Lately, we have been getting patients from the ED that should not be sent to our floor, such as rule-out TB and rule-out meningitis, both of which are airborne precaution situations. We have tried arguing against receiving these patient with the ED, who states "well, they're just ruling it out", and going over their heads to the Hospital Nursing Supervisor...only to be told we have to take the patient. Our hospital has portable HEPA filter units, but they typically aren't sent up to the floor for several hours AFTER the patient has arrived, not for lack of repeated phone calls to the appropriate supply department, and we still feel this is inadequate since the room is not negative pressure.

Inevitably, whatever physician is on consult for Infectious Disease will see the patient on day shift the next day and puts in an order for the patient to be transferred to another unit with a negative pressure room. We have even tried calling the ID physician as soon as the patient is admitted to try to have the patient rerouted before they even get to our floor, but the ID physician (if they even return our call) will usually just state that they have not yet evaluated the patient and will refuse to place any orders until they do.

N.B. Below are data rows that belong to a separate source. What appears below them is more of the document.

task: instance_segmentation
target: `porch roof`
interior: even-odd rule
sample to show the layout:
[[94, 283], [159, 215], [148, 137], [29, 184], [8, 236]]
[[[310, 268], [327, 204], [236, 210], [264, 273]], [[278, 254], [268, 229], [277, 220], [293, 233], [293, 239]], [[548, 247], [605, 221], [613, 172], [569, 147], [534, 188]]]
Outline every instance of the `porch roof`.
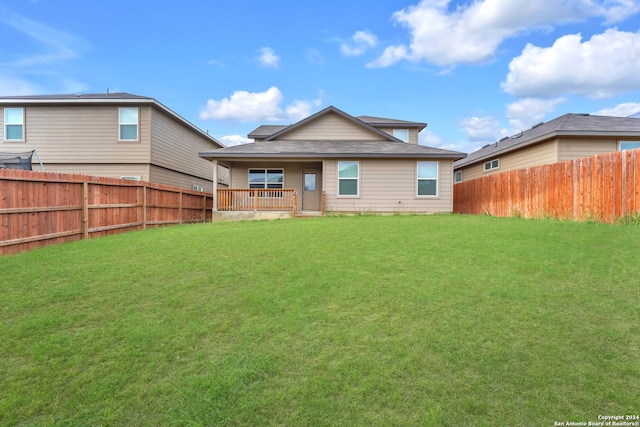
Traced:
[[209, 160], [218, 159], [335, 159], [335, 158], [442, 158], [462, 159], [466, 154], [395, 141], [260, 141], [199, 153]]

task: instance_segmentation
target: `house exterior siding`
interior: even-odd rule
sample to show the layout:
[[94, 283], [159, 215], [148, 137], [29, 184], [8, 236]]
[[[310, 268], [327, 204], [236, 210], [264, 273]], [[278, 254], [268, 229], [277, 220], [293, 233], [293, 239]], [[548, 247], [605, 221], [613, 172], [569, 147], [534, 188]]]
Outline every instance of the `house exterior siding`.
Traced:
[[409, 144], [418, 144], [418, 130], [417, 129], [410, 129], [410, 128], [406, 128], [406, 127], [402, 127], [402, 126], [398, 126], [398, 127], [378, 127], [376, 126], [378, 129], [380, 129], [382, 132], [393, 136], [393, 130], [394, 129], [407, 129], [409, 131]]
[[4, 142], [0, 150], [37, 150], [47, 171], [63, 172], [58, 165], [69, 164], [149, 163], [150, 107], [139, 107], [138, 141], [118, 141], [115, 105], [21, 107], [25, 115], [25, 142], [4, 141], [3, 122]]
[[[473, 165], [461, 168], [462, 180], [480, 178], [493, 173], [507, 172], [516, 169], [527, 168], [529, 166], [543, 165], [557, 161], [558, 142], [551, 140], [527, 147], [526, 150], [514, 151], [507, 154], [496, 154], [495, 157], [487, 158]], [[484, 170], [484, 164], [493, 159], [500, 159], [500, 167], [491, 171]]]
[[618, 151], [616, 138], [561, 138], [558, 144], [558, 161], [579, 159]]
[[298, 129], [292, 129], [278, 138], [281, 140], [379, 140], [380, 135], [358, 126], [338, 114], [327, 114], [306, 123]]
[[453, 166], [450, 160], [433, 160], [438, 161], [437, 197], [416, 196], [417, 161], [404, 159], [360, 160], [359, 196], [338, 196], [338, 161], [324, 162], [328, 212], [443, 213], [453, 210]]

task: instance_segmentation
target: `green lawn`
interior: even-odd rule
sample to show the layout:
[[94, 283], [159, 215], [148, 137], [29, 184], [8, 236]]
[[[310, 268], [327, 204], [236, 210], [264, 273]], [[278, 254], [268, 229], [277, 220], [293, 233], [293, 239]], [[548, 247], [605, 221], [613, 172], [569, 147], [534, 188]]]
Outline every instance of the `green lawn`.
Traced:
[[640, 227], [186, 225], [0, 258], [0, 425], [552, 426], [640, 412]]

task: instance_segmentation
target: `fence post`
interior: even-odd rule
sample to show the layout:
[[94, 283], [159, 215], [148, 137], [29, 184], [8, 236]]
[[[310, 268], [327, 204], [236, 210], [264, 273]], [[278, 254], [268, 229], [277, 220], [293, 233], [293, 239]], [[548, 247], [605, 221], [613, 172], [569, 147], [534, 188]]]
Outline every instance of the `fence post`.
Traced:
[[142, 186], [142, 229], [147, 229], [147, 184]]
[[182, 191], [178, 194], [180, 201], [178, 202], [178, 221], [182, 224]]
[[89, 183], [82, 183], [82, 238], [89, 238]]

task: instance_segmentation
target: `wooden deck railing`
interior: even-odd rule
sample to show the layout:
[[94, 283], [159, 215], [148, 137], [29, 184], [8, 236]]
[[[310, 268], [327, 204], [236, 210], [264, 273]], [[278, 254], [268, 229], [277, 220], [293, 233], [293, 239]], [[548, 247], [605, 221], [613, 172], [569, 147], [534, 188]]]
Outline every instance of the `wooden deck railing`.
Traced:
[[218, 189], [219, 211], [293, 211], [295, 188], [224, 188]]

Has anyone else had to deal with this type of situation? Our staff feels this is putting our other patients at risk and is unacceptable, not to mention preventable if the ED physicians would just put in an order for the patient to be admitted to a negative pressure room from the start.

We are taught in nursing school to advocate for our patients, we should be able to refuse admits that are so obviously inappropriate for our unit! Does anyone have any suggestions for dealing with this sort of problem?

Specializes in Emergency.
i am an ed nurse we care for all kinds of pts.sometimes we don't even know the pt should be on precautions.the nursing homes don't always give us appropriate info.but i don't admit the pt the ed dr does.the ed dr puts diagnosis and type of floor for admit after he has talked to admit /accepting dr.it is the nursing supervisor who assigns where the pt gets admitted to.if the floor has an issue it is the supervisor they need to call .if the pt should be in neg pressure room but is not in one on your floor then file incident report tlk to supervisor call your manager at home go up the ladder talk to chief of medicine call id report to osha call your union if you have one .but stop blaming the ed we don't pick the floor /room .its not in our control .we have to move the pts .there are always more people who need our room.

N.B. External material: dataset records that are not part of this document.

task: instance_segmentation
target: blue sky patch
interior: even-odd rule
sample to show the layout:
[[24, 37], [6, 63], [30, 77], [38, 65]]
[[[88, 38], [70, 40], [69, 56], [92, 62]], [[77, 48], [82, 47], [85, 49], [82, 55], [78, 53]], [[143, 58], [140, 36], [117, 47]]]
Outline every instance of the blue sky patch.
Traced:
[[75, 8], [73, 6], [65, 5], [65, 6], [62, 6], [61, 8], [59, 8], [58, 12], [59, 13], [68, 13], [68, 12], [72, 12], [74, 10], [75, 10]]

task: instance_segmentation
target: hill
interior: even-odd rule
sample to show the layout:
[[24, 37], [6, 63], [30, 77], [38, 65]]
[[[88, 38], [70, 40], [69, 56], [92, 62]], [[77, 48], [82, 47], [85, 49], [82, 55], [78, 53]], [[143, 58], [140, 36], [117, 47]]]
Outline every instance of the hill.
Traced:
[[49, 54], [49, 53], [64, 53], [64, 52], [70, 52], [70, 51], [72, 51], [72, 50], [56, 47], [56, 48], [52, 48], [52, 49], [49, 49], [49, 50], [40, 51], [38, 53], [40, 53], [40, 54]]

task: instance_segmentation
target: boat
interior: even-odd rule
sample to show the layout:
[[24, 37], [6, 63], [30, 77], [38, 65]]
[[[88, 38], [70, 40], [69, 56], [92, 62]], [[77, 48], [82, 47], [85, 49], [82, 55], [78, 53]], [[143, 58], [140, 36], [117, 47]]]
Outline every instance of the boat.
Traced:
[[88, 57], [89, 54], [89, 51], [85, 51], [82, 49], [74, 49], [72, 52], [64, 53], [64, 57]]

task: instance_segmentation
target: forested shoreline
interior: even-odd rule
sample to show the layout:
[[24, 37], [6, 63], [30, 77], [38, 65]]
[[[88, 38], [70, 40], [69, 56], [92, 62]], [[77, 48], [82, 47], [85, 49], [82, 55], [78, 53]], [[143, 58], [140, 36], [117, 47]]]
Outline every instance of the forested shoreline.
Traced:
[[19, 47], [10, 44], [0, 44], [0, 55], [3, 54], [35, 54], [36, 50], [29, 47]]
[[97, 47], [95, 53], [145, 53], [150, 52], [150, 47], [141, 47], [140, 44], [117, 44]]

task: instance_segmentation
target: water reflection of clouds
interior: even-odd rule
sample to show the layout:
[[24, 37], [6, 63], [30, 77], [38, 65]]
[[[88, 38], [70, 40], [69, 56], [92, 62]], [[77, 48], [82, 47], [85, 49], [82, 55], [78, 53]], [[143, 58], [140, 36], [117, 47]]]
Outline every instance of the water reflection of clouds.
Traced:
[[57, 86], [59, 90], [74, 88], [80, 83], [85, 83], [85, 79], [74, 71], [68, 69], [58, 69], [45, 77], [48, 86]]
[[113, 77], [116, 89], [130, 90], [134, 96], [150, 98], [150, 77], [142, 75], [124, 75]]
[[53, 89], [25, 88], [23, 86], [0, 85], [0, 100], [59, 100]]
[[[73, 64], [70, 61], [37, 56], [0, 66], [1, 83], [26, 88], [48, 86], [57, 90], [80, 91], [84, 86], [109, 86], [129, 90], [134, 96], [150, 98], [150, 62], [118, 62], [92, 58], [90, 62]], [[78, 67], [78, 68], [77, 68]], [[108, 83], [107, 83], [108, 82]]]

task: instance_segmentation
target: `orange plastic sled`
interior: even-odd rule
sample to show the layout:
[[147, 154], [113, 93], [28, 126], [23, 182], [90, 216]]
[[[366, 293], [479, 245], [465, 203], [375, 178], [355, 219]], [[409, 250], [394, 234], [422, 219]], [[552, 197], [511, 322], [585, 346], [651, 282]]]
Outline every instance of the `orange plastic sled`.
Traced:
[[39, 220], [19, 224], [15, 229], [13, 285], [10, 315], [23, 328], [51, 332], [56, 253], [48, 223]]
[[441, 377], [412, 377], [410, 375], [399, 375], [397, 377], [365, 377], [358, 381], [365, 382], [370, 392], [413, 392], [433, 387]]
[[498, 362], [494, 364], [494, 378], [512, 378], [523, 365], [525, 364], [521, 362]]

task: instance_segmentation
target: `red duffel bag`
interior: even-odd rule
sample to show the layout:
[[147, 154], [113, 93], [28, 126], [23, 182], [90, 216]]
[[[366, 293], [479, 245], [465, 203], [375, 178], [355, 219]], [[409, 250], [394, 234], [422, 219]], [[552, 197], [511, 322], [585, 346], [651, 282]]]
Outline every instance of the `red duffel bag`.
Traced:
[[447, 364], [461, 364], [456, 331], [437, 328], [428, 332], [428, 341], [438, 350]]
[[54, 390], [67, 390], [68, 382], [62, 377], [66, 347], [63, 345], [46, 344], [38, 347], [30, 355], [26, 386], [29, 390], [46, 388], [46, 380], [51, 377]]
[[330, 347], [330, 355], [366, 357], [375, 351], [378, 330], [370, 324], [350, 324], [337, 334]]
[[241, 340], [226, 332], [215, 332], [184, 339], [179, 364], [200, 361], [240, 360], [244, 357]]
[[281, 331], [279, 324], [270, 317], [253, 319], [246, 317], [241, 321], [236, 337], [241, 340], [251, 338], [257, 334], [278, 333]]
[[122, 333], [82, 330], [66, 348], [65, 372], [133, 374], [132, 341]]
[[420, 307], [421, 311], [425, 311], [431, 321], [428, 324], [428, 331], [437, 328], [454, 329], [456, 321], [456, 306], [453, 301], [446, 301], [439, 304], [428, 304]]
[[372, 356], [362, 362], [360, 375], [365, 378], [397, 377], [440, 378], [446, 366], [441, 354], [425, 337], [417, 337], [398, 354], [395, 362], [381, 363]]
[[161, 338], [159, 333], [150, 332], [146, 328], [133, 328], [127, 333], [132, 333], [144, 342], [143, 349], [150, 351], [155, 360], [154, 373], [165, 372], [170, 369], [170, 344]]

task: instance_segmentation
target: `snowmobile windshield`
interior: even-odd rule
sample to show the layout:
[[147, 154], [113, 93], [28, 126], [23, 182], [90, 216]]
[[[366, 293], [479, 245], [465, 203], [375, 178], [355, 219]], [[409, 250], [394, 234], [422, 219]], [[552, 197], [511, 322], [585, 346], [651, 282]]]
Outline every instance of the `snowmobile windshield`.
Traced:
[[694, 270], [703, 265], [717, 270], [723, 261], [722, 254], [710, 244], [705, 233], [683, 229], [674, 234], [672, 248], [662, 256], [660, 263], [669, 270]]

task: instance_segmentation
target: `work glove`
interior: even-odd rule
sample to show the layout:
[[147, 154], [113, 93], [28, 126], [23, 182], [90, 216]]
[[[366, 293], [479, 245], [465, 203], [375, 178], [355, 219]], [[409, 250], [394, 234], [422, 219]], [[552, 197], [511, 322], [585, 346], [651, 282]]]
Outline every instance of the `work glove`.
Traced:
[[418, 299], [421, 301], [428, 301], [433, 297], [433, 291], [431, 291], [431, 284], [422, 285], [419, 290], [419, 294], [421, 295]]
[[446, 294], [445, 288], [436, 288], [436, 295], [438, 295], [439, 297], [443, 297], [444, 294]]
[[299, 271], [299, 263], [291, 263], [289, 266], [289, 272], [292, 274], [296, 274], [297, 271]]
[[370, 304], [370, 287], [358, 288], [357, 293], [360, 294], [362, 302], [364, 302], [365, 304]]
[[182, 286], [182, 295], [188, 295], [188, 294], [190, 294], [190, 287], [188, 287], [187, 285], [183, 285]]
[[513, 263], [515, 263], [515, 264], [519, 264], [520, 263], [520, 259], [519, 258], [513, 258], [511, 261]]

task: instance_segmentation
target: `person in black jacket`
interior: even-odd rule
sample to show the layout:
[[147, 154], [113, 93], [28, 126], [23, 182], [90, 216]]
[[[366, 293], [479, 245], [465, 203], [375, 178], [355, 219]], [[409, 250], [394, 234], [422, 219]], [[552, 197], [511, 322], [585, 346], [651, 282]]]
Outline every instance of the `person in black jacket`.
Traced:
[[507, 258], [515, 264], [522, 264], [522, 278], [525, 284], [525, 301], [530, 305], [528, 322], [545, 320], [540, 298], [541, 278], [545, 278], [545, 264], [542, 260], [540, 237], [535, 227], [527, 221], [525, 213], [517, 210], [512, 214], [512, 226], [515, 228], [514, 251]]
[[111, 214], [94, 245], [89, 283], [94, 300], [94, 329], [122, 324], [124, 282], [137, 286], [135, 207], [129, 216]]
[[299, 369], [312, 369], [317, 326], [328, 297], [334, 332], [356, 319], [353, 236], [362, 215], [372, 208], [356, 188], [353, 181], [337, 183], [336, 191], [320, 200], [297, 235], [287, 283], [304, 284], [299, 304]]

I really dont see ANYTHING in the original post that is Blaming the ED. I worked my last shift in an ED in April 2012. (So I'm not that out of the loop yet). While we might not have known about precautions for meningitis, or the flu, the Tb screen that is usually done in the ED should let you know that pt needs precautions...no need for a physician to tell you. I totally understand the need to move pts, but we also need to DO THE RIGHT THING for the patients...when we fail to do the right thing, just to move bodies...we often end up creating more work for everyone in the process.

Not only right for the patient, but right for the staff and community!

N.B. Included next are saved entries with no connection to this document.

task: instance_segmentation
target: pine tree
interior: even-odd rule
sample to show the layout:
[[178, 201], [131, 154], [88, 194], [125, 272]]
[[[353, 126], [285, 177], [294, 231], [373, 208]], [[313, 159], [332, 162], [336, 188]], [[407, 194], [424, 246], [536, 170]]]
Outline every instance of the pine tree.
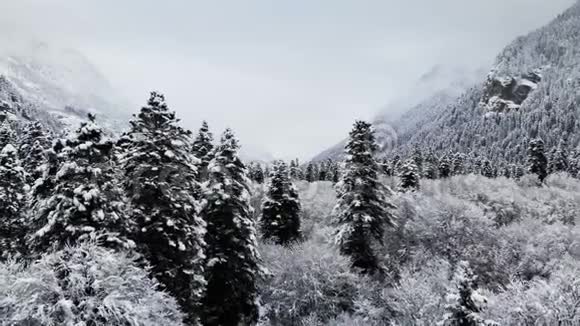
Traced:
[[332, 163], [331, 174], [332, 183], [337, 184], [340, 181], [340, 167], [337, 162]]
[[197, 159], [191, 133], [179, 126], [163, 95], [152, 92], [123, 137], [124, 188], [137, 224], [133, 238], [151, 274], [187, 314], [198, 320], [203, 277], [205, 222], [194, 197]]
[[24, 130], [18, 154], [26, 172], [26, 182], [34, 185], [42, 177], [42, 165], [46, 161], [45, 152], [51, 146], [51, 139], [39, 121], [31, 122]]
[[0, 126], [0, 148], [4, 148], [8, 144], [14, 146], [15, 143], [16, 134], [14, 129], [8, 121], [4, 121]]
[[439, 160], [439, 177], [449, 178], [451, 176], [451, 162], [447, 155], [443, 155]]
[[486, 178], [493, 178], [494, 177], [493, 168], [491, 166], [491, 162], [488, 159], [484, 159], [482, 161], [481, 175], [483, 175]]
[[24, 172], [17, 151], [8, 144], [0, 152], [0, 258], [24, 253]]
[[437, 172], [438, 172], [438, 160], [433, 153], [433, 150], [429, 149], [427, 154], [425, 154], [425, 160], [423, 162], [423, 175], [427, 179], [437, 179]]
[[315, 180], [314, 174], [315, 174], [314, 173], [314, 164], [312, 164], [312, 162], [310, 162], [310, 163], [308, 163], [308, 166], [306, 167], [306, 174], [305, 174], [304, 178], [308, 182], [314, 182], [314, 180]]
[[568, 166], [568, 142], [565, 138], [562, 138], [558, 147], [554, 148], [553, 153], [550, 156], [548, 171], [550, 171], [550, 173], [564, 172], [568, 171]]
[[399, 172], [399, 191], [417, 191], [419, 190], [419, 174], [417, 173], [417, 166], [415, 160], [411, 159], [405, 162], [400, 168]]
[[465, 174], [465, 154], [462, 153], [455, 153], [453, 155], [453, 162], [451, 168], [453, 175], [462, 175]]
[[207, 291], [204, 326], [252, 325], [258, 319], [257, 279], [261, 271], [250, 206], [249, 180], [238, 142], [226, 130], [209, 165], [202, 213], [207, 221]]
[[399, 168], [401, 167], [401, 157], [395, 155], [391, 160], [391, 175], [397, 175], [399, 173]]
[[457, 282], [457, 293], [452, 297], [456, 298], [453, 304], [446, 307], [447, 314], [440, 323], [443, 326], [492, 326], [496, 325], [492, 321], [486, 321], [479, 316], [481, 305], [486, 303], [486, 299], [477, 291], [477, 278], [473, 274], [467, 262], [461, 262], [457, 268], [455, 282]]
[[253, 181], [263, 184], [265, 180], [264, 170], [262, 169], [262, 165], [258, 162], [250, 163], [249, 167], [249, 177]]
[[191, 148], [193, 155], [199, 159], [197, 164], [198, 180], [205, 181], [207, 179], [207, 166], [213, 155], [213, 135], [209, 131], [207, 121], [203, 121], [199, 129], [193, 146]]
[[528, 171], [536, 174], [540, 182], [548, 176], [548, 160], [544, 154], [544, 141], [540, 138], [530, 141], [528, 147]]
[[574, 150], [570, 153], [568, 173], [575, 178], [580, 178], [580, 150]]
[[328, 177], [328, 163], [320, 162], [320, 164], [318, 164], [318, 180], [326, 181], [327, 177]]
[[378, 180], [379, 165], [373, 157], [376, 150], [371, 124], [357, 121], [346, 145], [345, 171], [337, 184], [334, 208], [340, 251], [363, 273], [379, 271], [372, 239], [382, 241], [385, 226], [395, 224], [391, 212], [395, 207], [387, 198], [391, 190]]
[[[121, 191], [113, 180], [113, 143], [89, 114], [89, 121], [61, 144], [58, 167], [50, 176], [50, 194], [37, 196], [31, 222], [32, 247], [39, 254], [101, 236], [104, 245], [130, 248], [129, 222]], [[47, 180], [40, 181], [45, 185]], [[38, 192], [38, 188], [36, 191]]]
[[262, 204], [260, 227], [264, 239], [289, 245], [300, 238], [300, 200], [288, 178], [286, 164], [276, 162], [270, 175], [268, 192]]
[[412, 159], [417, 167], [417, 174], [419, 177], [423, 176], [423, 153], [418, 146], [413, 149]]

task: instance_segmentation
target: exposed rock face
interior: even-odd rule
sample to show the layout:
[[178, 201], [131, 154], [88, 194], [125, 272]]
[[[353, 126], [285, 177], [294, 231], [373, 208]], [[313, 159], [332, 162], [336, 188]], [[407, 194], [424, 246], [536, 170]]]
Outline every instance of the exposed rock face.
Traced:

I really dont see ANYTHING in the original post that is Blaming the ED. I worked my last shift in an ED in April 2012. (So I'm not that out of the loop yet). While we might not have known about precautions for meningitis, or the flu, the Tb screen that is usually done in the ED should let you know that pt needs precautions...no need for a physician to tell you. I totally understand the need to move pts, but we also need to DO THE RIGHT THING for the patients...when we fail to do the right thing, just to move bodies...we often end up creating more work for everyone in the process.